Why This Recipe Resonated With Me

This recipe isn't just about tasty food; it also reflects my values. It highlights the importance of using fresh ingredients and balancing flavors to create a dish that is both flavorful and nutritious. I love how simple this dish is to prepare and yet how incredibly delicious it tastes. The flexibility in the recipe also allowed me to add my own personal touch to it.

In a world of fast food and instant gratification, taking the time to prepare a meal like this feels like an act of rebellion—a rebellion against blandness, against processed food, and against the notion that cooking must always be complicated. This avocado edamame potsticker recipe is a powerful reminder of the joy, satisfaction, and deliciousness that can be found in a simple, home-cooked meal. It’s a recipe I'll be making again and again.

Step-by-step

    • Add half of the avocado and about three quarters of the cooked edamame to a blender. Blend until smooth, adding just a splash of water if needed. If you don't have a blender that's small/powerful enough to handle this, then you should thoroughly mash together the avocado and edamame instead.
    • Put the mixture in a mixing bowl. Add the remaining edamame and chopped avocado, ginger, garlic, bok choy, green onions, and seasonings.
    • Stir to combine and add any other seasoning to taste.
    • Prepare at least one baking sheet lined with parchment paper or a Silpat-type liner. (Note: this is just the easiest way to store the potstickers while you prep them; you won't be actually baking them.

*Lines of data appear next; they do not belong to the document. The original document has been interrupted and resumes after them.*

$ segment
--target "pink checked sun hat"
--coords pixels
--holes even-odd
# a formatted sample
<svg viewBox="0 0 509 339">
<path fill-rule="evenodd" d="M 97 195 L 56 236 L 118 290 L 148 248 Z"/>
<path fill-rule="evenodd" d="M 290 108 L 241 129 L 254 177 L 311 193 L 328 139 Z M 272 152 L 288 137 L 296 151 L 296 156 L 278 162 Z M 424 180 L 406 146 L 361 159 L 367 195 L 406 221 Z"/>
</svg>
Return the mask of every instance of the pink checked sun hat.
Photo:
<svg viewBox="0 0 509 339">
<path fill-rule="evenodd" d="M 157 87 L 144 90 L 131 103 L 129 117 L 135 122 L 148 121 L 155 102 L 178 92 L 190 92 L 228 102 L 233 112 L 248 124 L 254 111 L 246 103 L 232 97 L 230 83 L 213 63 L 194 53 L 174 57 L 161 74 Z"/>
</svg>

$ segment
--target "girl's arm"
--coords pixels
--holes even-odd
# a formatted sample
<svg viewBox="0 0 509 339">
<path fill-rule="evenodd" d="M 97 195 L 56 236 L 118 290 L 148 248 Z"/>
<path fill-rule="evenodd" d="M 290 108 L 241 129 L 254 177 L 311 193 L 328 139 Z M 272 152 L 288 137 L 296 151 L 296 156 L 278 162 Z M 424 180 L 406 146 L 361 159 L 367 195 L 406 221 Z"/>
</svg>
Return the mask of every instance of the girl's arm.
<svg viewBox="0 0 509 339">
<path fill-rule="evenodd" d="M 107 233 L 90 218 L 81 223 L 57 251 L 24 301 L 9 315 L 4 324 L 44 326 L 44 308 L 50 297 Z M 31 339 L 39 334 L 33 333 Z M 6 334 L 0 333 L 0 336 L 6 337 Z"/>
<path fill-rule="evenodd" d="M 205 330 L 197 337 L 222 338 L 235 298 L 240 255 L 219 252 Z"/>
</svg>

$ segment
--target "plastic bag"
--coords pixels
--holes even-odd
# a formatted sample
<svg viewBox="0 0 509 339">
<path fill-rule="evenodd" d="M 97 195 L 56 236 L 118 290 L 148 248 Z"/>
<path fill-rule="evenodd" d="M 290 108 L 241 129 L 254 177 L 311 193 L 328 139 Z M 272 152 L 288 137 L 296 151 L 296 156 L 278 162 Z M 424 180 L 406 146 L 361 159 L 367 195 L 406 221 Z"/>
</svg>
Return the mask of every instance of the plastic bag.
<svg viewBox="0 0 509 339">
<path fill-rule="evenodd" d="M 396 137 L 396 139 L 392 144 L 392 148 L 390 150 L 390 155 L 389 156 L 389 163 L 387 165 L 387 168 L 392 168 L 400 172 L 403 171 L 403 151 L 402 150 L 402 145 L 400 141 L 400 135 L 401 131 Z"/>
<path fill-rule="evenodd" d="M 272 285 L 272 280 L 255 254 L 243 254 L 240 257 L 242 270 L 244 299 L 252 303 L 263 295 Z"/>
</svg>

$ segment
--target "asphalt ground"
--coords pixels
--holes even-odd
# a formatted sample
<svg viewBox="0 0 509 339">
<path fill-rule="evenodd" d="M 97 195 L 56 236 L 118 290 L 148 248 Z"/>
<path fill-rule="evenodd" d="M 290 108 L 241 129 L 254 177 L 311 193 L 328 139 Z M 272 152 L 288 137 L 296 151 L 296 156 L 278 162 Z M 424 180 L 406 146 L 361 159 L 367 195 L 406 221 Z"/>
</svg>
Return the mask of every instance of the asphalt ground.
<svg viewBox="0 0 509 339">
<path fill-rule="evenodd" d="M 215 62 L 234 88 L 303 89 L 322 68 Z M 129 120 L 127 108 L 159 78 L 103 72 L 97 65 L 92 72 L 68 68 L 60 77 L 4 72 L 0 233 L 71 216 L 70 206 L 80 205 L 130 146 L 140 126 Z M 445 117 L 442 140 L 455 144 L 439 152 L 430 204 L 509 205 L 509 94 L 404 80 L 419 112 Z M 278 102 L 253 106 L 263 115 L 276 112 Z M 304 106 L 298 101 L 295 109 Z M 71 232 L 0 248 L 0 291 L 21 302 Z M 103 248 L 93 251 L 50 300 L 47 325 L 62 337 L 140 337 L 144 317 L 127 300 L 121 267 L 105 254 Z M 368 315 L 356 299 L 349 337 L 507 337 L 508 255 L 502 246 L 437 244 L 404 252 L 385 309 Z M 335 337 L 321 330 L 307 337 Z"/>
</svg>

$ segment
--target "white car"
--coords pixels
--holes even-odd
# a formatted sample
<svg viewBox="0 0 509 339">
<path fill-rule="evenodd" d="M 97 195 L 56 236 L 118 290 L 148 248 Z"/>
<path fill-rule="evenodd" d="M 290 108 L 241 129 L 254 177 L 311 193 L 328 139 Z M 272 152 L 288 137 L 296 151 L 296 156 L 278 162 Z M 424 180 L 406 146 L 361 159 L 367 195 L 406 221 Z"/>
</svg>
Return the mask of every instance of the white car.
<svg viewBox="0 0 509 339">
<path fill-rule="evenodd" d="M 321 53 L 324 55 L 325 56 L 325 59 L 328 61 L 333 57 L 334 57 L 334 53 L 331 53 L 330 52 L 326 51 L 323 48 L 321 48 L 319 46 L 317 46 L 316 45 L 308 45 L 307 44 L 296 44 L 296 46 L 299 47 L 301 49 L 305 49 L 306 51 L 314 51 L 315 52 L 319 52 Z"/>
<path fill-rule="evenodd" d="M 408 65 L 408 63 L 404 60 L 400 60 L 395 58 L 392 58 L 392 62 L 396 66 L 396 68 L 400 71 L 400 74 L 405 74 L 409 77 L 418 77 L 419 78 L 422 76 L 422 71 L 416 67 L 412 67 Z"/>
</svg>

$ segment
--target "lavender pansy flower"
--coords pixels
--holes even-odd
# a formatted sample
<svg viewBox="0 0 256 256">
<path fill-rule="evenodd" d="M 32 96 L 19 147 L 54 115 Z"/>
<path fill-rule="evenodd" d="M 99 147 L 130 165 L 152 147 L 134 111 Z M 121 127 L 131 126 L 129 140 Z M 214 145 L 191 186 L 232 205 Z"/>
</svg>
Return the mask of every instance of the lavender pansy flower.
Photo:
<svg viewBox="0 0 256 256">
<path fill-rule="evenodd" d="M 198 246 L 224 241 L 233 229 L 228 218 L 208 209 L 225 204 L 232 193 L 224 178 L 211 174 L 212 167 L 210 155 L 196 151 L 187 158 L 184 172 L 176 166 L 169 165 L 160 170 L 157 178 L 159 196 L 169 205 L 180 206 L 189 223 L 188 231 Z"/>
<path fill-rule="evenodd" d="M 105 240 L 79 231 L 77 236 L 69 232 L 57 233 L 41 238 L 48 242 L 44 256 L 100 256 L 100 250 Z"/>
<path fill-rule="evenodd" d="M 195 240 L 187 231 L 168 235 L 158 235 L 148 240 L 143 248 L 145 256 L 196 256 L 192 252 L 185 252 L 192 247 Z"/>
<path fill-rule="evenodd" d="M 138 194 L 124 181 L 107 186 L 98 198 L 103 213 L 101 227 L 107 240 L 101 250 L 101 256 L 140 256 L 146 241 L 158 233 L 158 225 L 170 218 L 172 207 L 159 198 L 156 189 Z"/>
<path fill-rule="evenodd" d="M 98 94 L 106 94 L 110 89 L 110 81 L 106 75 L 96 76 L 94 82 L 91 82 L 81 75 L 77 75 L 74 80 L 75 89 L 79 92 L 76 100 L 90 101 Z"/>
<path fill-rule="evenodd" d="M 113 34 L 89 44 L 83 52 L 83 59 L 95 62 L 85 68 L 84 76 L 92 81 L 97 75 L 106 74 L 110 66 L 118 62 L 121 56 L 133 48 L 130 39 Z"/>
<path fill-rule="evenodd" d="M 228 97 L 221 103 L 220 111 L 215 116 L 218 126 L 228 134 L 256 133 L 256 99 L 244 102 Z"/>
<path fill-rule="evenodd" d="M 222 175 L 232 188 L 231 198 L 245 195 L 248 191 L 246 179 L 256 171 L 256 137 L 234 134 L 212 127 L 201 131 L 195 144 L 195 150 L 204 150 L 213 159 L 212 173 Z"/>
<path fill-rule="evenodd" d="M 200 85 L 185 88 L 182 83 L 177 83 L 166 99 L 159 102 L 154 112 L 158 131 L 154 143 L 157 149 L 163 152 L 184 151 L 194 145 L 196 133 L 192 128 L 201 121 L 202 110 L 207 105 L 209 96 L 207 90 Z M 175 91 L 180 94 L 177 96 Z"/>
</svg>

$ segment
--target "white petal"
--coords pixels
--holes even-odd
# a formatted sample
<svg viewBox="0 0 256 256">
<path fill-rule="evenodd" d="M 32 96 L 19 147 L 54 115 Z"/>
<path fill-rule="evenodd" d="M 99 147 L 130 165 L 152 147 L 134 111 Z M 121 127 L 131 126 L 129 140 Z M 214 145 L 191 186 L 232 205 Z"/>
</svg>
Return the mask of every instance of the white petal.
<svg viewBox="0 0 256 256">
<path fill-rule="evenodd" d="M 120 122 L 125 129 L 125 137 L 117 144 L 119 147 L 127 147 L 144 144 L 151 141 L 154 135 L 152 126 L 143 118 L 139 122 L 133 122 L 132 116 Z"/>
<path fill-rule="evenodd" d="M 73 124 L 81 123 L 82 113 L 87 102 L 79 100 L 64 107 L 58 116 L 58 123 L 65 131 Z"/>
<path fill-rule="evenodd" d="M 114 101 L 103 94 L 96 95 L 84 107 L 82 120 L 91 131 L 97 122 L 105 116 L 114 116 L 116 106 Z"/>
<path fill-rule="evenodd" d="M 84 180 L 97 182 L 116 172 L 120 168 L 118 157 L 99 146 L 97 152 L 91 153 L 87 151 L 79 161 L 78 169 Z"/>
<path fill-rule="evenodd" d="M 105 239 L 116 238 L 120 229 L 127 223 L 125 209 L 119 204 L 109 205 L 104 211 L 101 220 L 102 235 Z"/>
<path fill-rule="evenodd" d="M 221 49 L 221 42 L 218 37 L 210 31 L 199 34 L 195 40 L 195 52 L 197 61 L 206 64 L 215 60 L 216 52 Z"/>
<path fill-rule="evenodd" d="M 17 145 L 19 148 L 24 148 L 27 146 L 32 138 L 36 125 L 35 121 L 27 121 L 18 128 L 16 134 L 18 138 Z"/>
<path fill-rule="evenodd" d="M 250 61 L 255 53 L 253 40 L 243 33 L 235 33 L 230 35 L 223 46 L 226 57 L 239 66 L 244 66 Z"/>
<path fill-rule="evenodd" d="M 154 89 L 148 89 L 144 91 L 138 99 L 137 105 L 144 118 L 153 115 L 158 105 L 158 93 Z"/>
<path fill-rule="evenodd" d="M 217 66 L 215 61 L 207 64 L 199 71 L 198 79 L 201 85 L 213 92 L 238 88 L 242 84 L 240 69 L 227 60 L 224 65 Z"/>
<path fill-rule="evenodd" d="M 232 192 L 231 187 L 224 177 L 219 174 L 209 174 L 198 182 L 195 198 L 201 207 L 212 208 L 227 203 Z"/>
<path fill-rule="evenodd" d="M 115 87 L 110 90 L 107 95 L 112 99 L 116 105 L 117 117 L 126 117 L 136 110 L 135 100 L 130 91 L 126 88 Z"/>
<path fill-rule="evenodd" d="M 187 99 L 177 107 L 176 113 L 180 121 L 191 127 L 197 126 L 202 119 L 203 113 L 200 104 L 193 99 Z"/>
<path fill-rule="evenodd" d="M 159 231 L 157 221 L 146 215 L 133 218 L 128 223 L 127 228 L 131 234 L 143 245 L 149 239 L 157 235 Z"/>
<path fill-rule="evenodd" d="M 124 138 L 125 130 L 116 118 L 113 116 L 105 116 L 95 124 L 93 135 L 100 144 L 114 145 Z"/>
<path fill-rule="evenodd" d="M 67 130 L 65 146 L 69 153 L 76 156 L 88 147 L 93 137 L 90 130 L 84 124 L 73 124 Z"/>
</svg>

Use a plate or cutting board if that is easier.) Keeping the unused wrappers or dough covered, place a small scoop of filling in the center of a wrapper.
    • Using water, lightly wet around the edge of the wrapper. Fold it in half and use your fingers to cinch it closed. Place the filled dumpling on the prepared baking sheet.
    • Repeat with remaining dumplings.
    • Cook according to package or dough instructions. Serve with your favorite dipping sauce - I use a simple mixture of tamari and sriracha.
    • These freeze very well - freeze uncooked potstickers on the baking sheet in a single layer. When they are fully frozen, you can transfer them to an airtight container. This is so that they don't freeze together into a giant dumpling blob. They can go straight from the freezer to the pan when you're ready to cook them.